Imagine you have about 25 lecture notes to download. The files are in a PDF format and the links are available on your class web site. What would you do?

save-as

This is probably what most people would do. Right click the link and save as a file. You only have to click three times for each file. You do a right click on the link, and another click on save as, then you confirm the save location. So that’s about 75 clicks to download the entire lecture notes. It doesn’t sound like a simple task anymore. We all know life is too short for this.

Let me explain how programmers would deal with this problem.

When lecture notes or assignments are properly numbered, it is almost trivial to download all of them at once. Suppose URLs are as following.

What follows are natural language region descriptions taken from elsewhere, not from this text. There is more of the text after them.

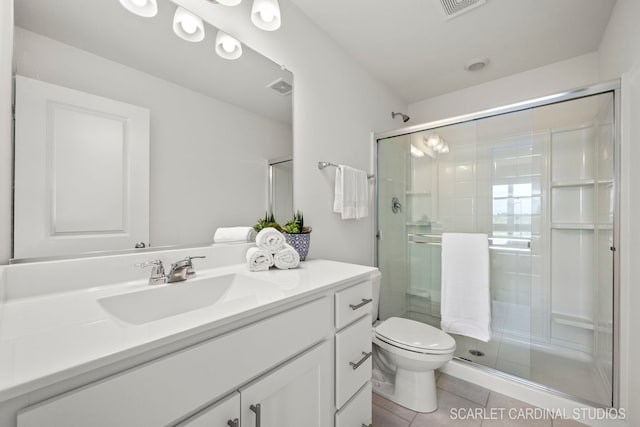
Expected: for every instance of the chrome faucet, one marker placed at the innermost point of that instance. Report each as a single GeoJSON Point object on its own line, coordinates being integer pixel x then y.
{"type": "Point", "coordinates": [157, 271]}
{"type": "Point", "coordinates": [180, 270]}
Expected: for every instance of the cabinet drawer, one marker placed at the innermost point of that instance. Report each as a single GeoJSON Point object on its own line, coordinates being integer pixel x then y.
{"type": "Point", "coordinates": [353, 303]}
{"type": "Point", "coordinates": [164, 390]}
{"type": "Point", "coordinates": [218, 414]}
{"type": "Point", "coordinates": [358, 411]}
{"type": "Point", "coordinates": [353, 359]}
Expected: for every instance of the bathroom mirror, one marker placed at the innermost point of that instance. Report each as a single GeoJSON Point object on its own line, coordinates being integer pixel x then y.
{"type": "Point", "coordinates": [281, 188]}
{"type": "Point", "coordinates": [213, 125]}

  • http://www.cs.arizona.edu/classes/cs433/spring13/hw1.pdf
  • http://www.cs.arizona.edu/classes/cs433/spring13/hw2.pdf
  • http://www.cs.arizona.edu/classes/cs433/spring13/hw5.pdf

With a minimal amount of shell scripting, we can download all of them effortlessly.

for i in $(seq 5); do wget http://www.cs.arizona.edu/classes/cs433/spring13/hw$i.pdf; done

However, sometimes the files are not necessarily named sequentially, and that makes the above code obsolete. Let’s take a look at an example. This page contains well over 15 lecture notes.

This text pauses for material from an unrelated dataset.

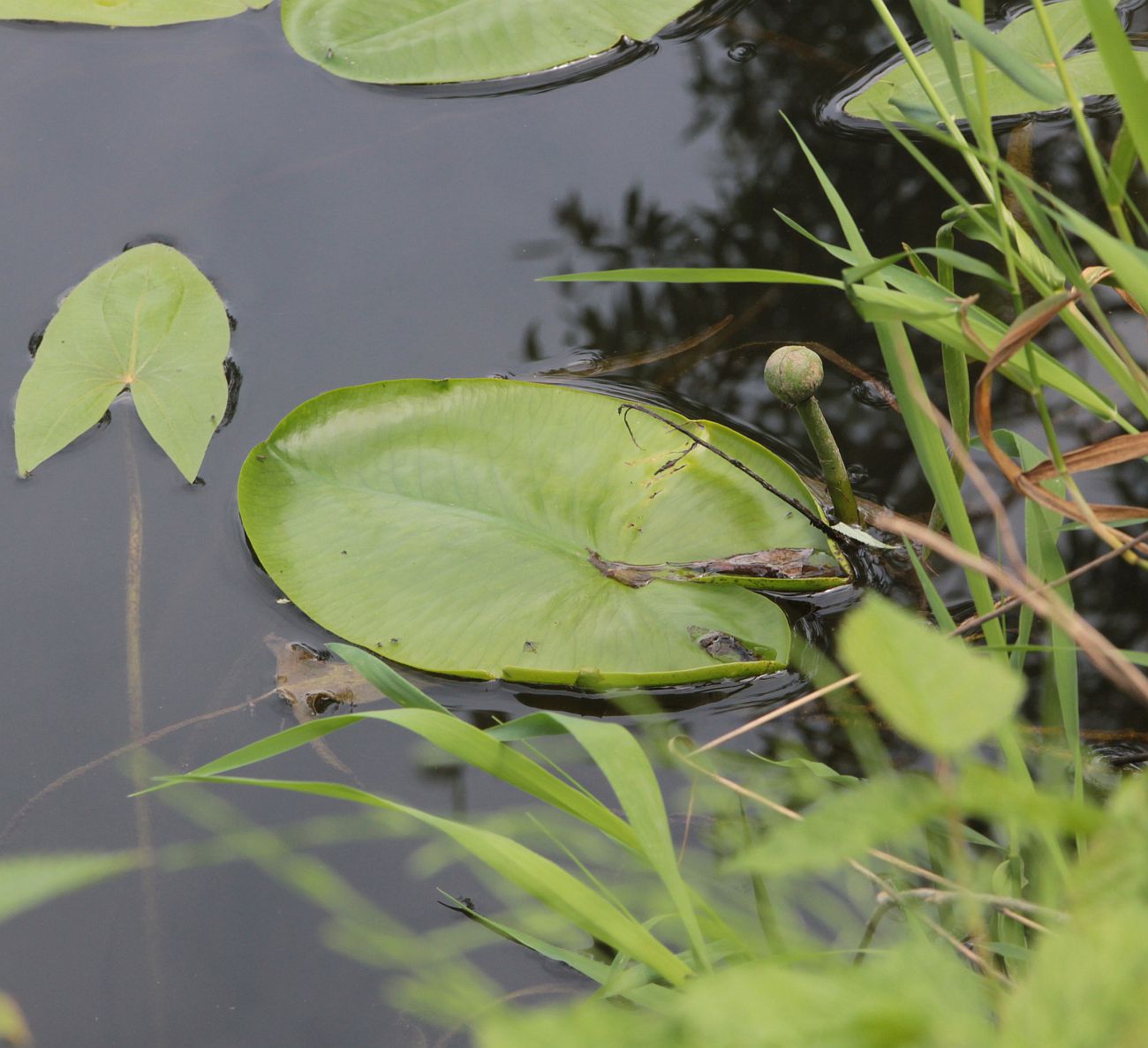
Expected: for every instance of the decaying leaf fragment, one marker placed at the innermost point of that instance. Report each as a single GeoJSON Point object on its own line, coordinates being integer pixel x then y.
{"type": "Point", "coordinates": [761, 569]}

We are going to use Python’s urllib2 library1,

import urllib2

To read the content of the web page,

content = urllib2.urlopen('http://www.cs.arizona.edu/classes/cs433/spring13/syl.html').read()

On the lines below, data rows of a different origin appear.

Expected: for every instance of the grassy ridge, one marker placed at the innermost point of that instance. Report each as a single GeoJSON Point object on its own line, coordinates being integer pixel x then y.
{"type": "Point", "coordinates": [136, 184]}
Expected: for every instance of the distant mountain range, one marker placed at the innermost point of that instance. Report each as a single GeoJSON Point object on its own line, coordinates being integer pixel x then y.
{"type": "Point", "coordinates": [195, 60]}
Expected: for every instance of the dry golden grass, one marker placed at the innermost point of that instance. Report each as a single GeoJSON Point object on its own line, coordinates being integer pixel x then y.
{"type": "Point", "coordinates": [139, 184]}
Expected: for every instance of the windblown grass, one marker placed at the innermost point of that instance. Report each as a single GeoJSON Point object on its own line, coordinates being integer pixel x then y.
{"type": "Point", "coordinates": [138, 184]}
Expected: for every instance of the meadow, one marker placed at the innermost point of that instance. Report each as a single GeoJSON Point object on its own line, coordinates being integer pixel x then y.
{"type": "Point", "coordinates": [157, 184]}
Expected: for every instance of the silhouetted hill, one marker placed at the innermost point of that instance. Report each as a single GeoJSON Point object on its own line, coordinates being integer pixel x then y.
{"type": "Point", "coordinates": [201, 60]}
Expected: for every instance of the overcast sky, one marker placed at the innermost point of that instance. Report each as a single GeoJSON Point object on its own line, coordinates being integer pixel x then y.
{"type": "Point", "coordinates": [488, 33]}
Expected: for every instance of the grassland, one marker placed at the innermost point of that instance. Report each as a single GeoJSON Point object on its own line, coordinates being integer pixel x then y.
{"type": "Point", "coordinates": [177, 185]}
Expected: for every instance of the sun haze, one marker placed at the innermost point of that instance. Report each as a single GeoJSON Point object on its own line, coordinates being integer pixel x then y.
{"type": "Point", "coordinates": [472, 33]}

In order to use a regular expression library,

import re

Then we will be able to extract all PDF file names with a little bit of regular expressions.

list = re.findall('[^\s="]+\.pdf', content)

We could write some code to download these files, but there are utilities like curl and wget to accomplish that. No reason not to take advantage of. I think Mac OS X comes with curl by default and most Linux distros come with both. Sorry, Windows users. You might have to look elsewhere.

Now we are going to synthesize the command to download all files.

';'.join(map(lambda x: 'wget http://www.cs.arizona.edu/classes/cs433/spring13/%s' % x, list))

This should produce something like following.

wget http://www.cs.arizona.edu/classes/cs433/spring13/slides/Intro.pdf;wget http://www.cs.arizona.edu/classes/cs433/spring13/slides/Transformations2D.pdf;wget http://www.cs.arizona.edu/classes/cs433/spring13/slides/OpenGLs.pdf; ...

Copy and paste it in the terminal. Now you can go get a cup of water and relax.

download

  1. I like python-request better than urllib2, but we will stick with urllib2 in this tutorial as it is installed by default in most Python distributions.